La Crusca a Milazzo: incontro all’istituto tecnico con il linguista Sabatini

sabatini milazzoUna conferenza sulla società italiana e la sua lingua si è tenuta nel pomeriggio di ieri nell’auditorium dell’istituto tecnico industriale “E.Majorana” con relatore d’eccezione il professore Francesco Sabatini, linguista e presidente onorario dell’Accademia della Crusca. Ai lavori, introdotti dal preside Stello Vadalà hanno partecipato i professionisti dell’Educazione e Istruzione Scolastica del comprensorio. «La presenza del prof. Sabatini – ha affermato Vadalà che ha ringraziato per la collaborazione la docente Lorena Frontera – è un onore non solo per questa scuola, ma per tutta la città di Milazzo. Un intellettuale di altissimo profilo, un uomo dotato di umanità e gentilezza che ringrazio tantissimo per avere accettato il nostro invito.
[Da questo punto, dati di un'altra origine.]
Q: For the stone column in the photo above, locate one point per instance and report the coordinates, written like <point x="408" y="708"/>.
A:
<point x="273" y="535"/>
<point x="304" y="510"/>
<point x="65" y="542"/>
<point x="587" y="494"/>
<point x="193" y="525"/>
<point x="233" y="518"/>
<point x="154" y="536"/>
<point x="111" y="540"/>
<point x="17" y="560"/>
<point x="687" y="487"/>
Abbiamo promosso questa iniziativa che nella giornata di domani (oggi ndr) coinvolgerà anche gli studenti nella consapevolezza che creare opportunità di aggregazione, condivisione e formazione legate al percorso di crescita delle nostre giovani generazioni diventa l’obiettivo costante di un bene comune di primaria importanza».

Il prof. Sabatini, dopo un excursus storico sull’evoluzione della nostra lingua nei secoli e sugli sforzi dei linguisti e degli accademici di dare unità alla lingua italiana, ha affermato la necessità di «una lingua come strumento di pensiero, organizzazione, progresso e riflessione. Una comunità sociale si serve di una lingua. Una propria lingua bisogna possederla e studiarne la storia. La storia della lingua illumina la storia italiana. Seguire il filo della storia della lingua significa conoscere le proprie origini e la propria identità. Una lingua italiana, insieme ad uno Stato italiano, è una grande risorsa, perché una lingua attiva le capacità creative dell’individuo. Alla scuola – ha concluso il relatore – spetta il compito di preparare i ragazzi attraverso il rapporto e il confronto diretto tra docenti e allievi. La scuola ha la grande missione di rendere tutti gli studenti artisti della lingua».